Balancer Suffers Major Exploit: Over $116 Million Drained From V2 Pools

CN
19 hours ago

The decentralized finance (DeFi) platform Balancer has suffered a major exploit, resulting in the theft of over $116 million in digital assets. Preliminary investigations revealed that attackers exploited a vulnerability in smart contract interactions, specifically targeting Balancer’s vaults and liquidity pools. The flaw enabled the deployment of a malicious contract that manipulated vault calls during pool initialization.

Hours after the breach was first reported, Balancer confirmed the incident, stating that its v2 pools were affected. In a post on X, the platform said its engineering and security teams were investigating the matter with high priority and would provide updates as more information became available. The post did not disclose the exact value of assets lost.

According to a social media user known as Adi, investigators found that the exploit was purely smart contract-based and did not involve a private key compromise.

“Improper authorization and callback handling allowed the attacker to bypass safeguards, enabling unauthorized swaps and balance manipulations across interconnected pools, draining assets within minutes,” Adi explained on X.

The stolen funds—primarily Ethereum-based assets—were funneled into a new wallet controlled by the attackers and later consolidated, a move Adi suggested could indicate plans to launder the assets via mixers or cross-chain bridges.

In a follow-up post, Adi speculated that the attackers may have embedded console logs on-chain or used techniques like “vibe coding” or large language models (LLMs) to execute the exploit.

Adi also urged users to take precautionary steps, including withdrawing funds from Balancer v2 pools or avoiding affected ones entirely.
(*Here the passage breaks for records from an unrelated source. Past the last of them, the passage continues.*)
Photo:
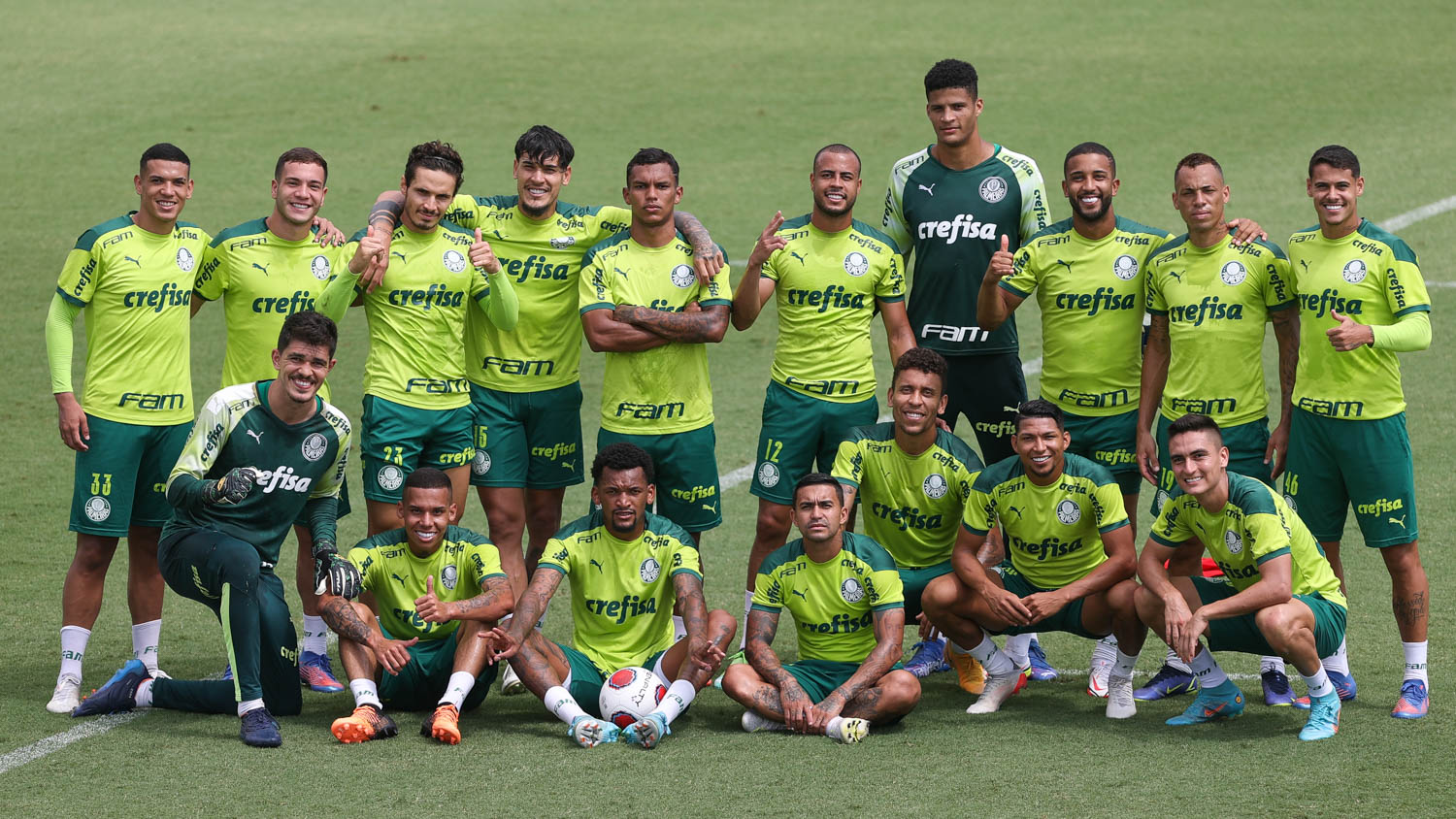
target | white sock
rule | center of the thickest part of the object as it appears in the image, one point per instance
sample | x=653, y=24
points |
x=145, y=638
x=678, y=696
x=314, y=635
x=366, y=693
x=73, y=650
x=457, y=688
x=1208, y=670
x=1318, y=684
x=561, y=703
x=1415, y=662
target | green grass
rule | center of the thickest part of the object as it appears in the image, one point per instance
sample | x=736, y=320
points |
x=743, y=93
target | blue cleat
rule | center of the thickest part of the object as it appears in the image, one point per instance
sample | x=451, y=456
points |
x=1219, y=703
x=1167, y=682
x=118, y=694
x=1324, y=719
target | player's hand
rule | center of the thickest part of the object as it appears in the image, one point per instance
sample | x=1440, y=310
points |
x=768, y=242
x=482, y=256
x=1348, y=334
x=75, y=429
x=232, y=487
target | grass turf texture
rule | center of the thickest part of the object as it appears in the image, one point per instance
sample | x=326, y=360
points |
x=743, y=95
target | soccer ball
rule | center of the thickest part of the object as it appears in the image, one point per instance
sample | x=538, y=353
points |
x=629, y=694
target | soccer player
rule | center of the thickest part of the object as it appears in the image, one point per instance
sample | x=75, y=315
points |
x=133, y=278
x=265, y=271
x=911, y=480
x=951, y=206
x=1362, y=302
x=829, y=274
x=846, y=601
x=1208, y=303
x=644, y=306
x=436, y=586
x=1277, y=594
x=1071, y=560
x=626, y=566
x=258, y=455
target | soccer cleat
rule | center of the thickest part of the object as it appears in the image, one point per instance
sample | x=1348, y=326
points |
x=1219, y=703
x=443, y=723
x=1275, y=688
x=66, y=697
x=366, y=723
x=929, y=658
x=646, y=732
x=1324, y=719
x=1120, y=703
x=590, y=732
x=1042, y=671
x=967, y=670
x=118, y=694
x=316, y=672
x=1168, y=682
x=259, y=729
x=999, y=687
x=1414, y=702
Users were further advised to revoke smart contract permissions associated with Balancer addresses.

  • What happened to Balancer? The DeFi platform was exploited for over $116 million via a smart contract vulnerability.
  • Which pools were affected? Balancer confirmed the breach impacted its v2 liquidity pools.
  • Was it a private key hack? No, investigators say the attack was purely smart contract-based with no key compromise.
  • What should users do now? Users are urged to withdraw from affected pools and revoke Balancer smart contract permissions.